Halak’s road to Washington has been riddled with potholes, beginning with a rocky performance for Slovakia in the Sochi Olympics, where he allowed eight goals on 48 shots in a pair of losses to the Americans and Slovenians. Halak suffered the embarrassment of being replaced by backup Jan Laco and never saw the Slovaks’ net again.
When he returned to St. Louis, Halak was greeted by rumors he’d be dealt to the Sabres for Ryan Miller, but Blues general manager Doug Armstrong quieted that talk by telling the St. Louis Post-Dispatch that his 28-year-old goaltender would “have the opportunity to show what he’s capable of.”
The very next day, on Feb. 28, the Blues shipped Halak to the Sabres in a five-player, two draft-pick deal that sent Miller and Steve Ott to the Blues.
Five days later, before even playing a game for the Sabres, Halak learned he’d been dealt to the Capitals, along with a third-round pick, for goaltender Michal Neuvrth and defenseman Rostislav Klesla.

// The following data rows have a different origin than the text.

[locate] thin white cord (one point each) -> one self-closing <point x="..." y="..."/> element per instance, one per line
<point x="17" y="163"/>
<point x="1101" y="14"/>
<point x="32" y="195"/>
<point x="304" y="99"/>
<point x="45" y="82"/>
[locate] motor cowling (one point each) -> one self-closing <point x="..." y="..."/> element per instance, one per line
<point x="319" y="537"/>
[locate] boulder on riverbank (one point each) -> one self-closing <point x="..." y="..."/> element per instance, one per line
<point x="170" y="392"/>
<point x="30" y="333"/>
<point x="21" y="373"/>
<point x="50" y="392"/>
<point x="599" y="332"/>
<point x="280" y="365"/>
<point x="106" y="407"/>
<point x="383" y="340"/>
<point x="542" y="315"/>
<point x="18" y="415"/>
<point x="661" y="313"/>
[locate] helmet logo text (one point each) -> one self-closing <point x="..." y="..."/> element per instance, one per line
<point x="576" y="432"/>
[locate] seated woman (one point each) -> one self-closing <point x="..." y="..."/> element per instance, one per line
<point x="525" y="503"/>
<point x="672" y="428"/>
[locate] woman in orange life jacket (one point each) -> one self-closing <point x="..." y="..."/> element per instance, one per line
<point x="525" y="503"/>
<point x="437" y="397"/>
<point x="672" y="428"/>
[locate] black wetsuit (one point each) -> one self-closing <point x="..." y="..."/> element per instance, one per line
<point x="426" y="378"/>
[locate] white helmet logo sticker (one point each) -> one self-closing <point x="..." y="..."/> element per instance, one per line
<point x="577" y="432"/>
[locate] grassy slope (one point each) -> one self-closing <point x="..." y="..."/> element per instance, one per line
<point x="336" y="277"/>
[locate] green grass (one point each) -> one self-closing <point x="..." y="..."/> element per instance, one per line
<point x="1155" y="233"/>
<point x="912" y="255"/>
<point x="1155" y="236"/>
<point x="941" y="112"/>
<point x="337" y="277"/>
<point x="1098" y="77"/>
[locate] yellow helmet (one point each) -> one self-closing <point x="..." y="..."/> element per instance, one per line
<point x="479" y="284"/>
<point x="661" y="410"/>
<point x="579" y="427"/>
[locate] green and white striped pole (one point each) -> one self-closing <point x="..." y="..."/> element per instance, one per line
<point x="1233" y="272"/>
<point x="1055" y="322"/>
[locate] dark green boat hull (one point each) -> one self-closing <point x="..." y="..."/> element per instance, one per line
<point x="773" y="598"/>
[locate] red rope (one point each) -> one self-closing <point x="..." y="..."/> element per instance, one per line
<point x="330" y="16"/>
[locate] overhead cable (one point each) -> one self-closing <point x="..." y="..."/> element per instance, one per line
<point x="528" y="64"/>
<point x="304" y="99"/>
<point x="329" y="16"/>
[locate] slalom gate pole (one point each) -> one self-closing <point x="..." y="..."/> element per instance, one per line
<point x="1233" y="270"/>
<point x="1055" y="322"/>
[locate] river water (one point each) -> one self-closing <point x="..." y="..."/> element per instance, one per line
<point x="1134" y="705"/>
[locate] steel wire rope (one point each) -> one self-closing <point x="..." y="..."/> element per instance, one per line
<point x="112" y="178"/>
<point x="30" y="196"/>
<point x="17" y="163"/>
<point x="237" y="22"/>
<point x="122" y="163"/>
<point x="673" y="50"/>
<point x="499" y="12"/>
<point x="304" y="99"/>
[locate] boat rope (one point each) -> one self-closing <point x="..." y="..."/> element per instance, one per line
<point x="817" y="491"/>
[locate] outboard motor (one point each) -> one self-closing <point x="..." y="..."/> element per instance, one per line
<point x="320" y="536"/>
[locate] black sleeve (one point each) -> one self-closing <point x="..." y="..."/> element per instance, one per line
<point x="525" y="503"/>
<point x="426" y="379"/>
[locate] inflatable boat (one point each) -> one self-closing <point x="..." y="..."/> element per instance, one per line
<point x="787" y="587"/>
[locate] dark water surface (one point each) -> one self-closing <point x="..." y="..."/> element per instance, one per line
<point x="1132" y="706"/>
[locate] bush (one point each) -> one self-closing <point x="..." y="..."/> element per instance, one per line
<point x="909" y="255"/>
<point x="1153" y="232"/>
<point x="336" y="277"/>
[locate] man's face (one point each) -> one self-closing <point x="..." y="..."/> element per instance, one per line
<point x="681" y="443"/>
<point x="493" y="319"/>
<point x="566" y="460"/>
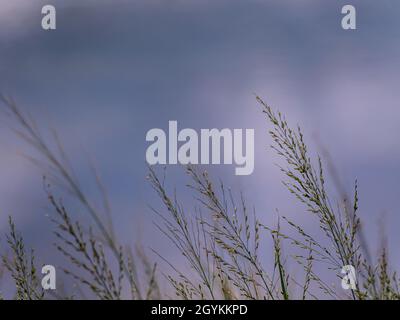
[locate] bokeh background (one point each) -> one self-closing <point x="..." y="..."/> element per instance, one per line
<point x="115" y="69"/>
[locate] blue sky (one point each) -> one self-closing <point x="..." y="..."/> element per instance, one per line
<point x="115" y="69"/>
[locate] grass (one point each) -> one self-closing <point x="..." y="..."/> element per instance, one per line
<point x="220" y="238"/>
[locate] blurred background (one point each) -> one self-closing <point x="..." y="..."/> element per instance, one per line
<point x="112" y="70"/>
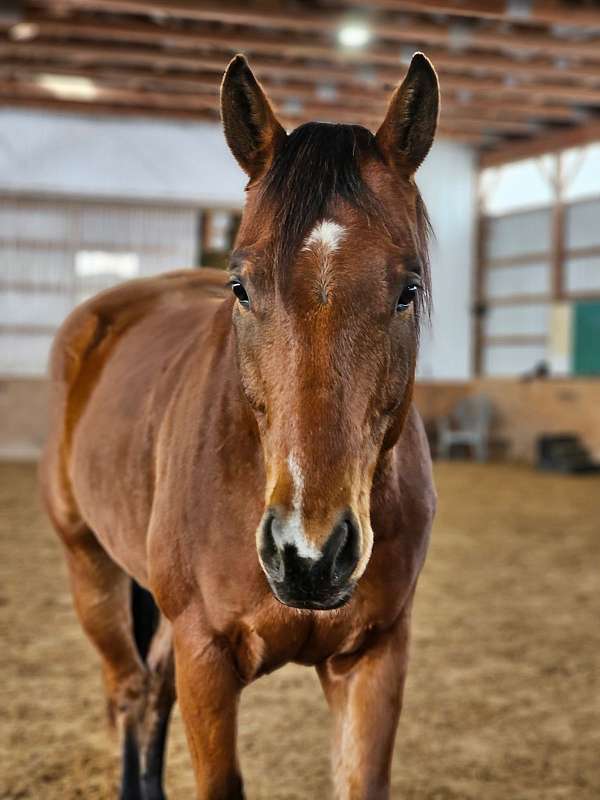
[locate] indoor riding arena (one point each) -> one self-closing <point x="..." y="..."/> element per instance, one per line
<point x="190" y="433"/>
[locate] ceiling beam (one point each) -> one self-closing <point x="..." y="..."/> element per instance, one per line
<point x="543" y="67"/>
<point x="388" y="28"/>
<point x="110" y="95"/>
<point x="536" y="12"/>
<point x="539" y="145"/>
<point x="31" y="94"/>
<point x="265" y="65"/>
<point x="293" y="47"/>
<point x="346" y="106"/>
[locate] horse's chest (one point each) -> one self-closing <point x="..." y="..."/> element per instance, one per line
<point x="278" y="635"/>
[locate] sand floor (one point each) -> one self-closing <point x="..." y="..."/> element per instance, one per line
<point x="503" y="696"/>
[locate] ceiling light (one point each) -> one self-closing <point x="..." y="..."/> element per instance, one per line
<point x="327" y="92"/>
<point x="68" y="87"/>
<point x="23" y="31"/>
<point x="292" y="107"/>
<point x="354" y="35"/>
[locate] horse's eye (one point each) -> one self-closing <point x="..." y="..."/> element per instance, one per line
<point x="406" y="298"/>
<point x="240" y="293"/>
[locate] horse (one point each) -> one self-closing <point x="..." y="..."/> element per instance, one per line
<point x="241" y="448"/>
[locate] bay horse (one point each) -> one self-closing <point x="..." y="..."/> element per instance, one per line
<point x="243" y="448"/>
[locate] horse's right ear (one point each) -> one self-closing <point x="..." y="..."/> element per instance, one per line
<point x="251" y="128"/>
<point x="407" y="132"/>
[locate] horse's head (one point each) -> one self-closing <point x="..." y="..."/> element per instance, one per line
<point x="330" y="273"/>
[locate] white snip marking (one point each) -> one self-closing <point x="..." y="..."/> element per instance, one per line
<point x="292" y="530"/>
<point x="327" y="235"/>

“One day you play against them and the next thing you know you join them,” Halak said of the not-so-merry-go-round. “I’m happy I’m here and hopefully, I can help them get into the playoffs.
“It’s been a lot of uncertainty for me and not knowing what’s going to happen, especially when I got to Buffalo. When I heard the news I got traded again I was really happy that I have a chance to get on a team that has a chance to make the playoffs. I’m glad for that chance.”
Halak’s future – or at least his future earning power - depends on whether he can get the Caps into the post-season. They remain one point out of a playoff spot in the East with two teams to climb over.
Halak is in the final year of a contract that pays him $3.75 million. He was awarded that deal after leading the Montreal Canadiens to the 2010 Eastern Conference Finals in an unexpected playoff run that began with a shocking seven-game victory over a Capitals team that won the Presidents’ Trophy with the NHL’s best record.
Back then, Capitals fans despised Halak, who was held in such high esteem in Montreal that a building was spray painted in his honor with the words: “Halak Is God.”
“It’s past,” Halak said. “You can’t look in the past. I got traded twice [since then] so I turned the page twice already and I start a new chapter now. We’ll see how it’s going to go. I’ll try to do my best and not put too much pressure on me. One game at a time.”
Halak went 22-9-4 with the Blues but has not played since Feb. 26 when he allowed one goal in a 1-0 loss to Vancouver. He is expected to battle Braden Holtby for the starting job in Washington while trying to familiarize himself with a new set of defensemen and forwards. This is the first time in his career Halak has been traded during a season and it’s happened twice in one week.
“It’s like trying to jump on a train,” Halak said. “I’m sure it’s not going to be easy, but I’m going to do my best. [Holtby] has been the guy here, so we’ll see how it’s going to go.
“Obviously, I’m going to talk him. I’m not going to try to avoid him or anything. We’re here as a team for one purpose, to win the game, whether it’s with me or with him, we just need to get the two points.”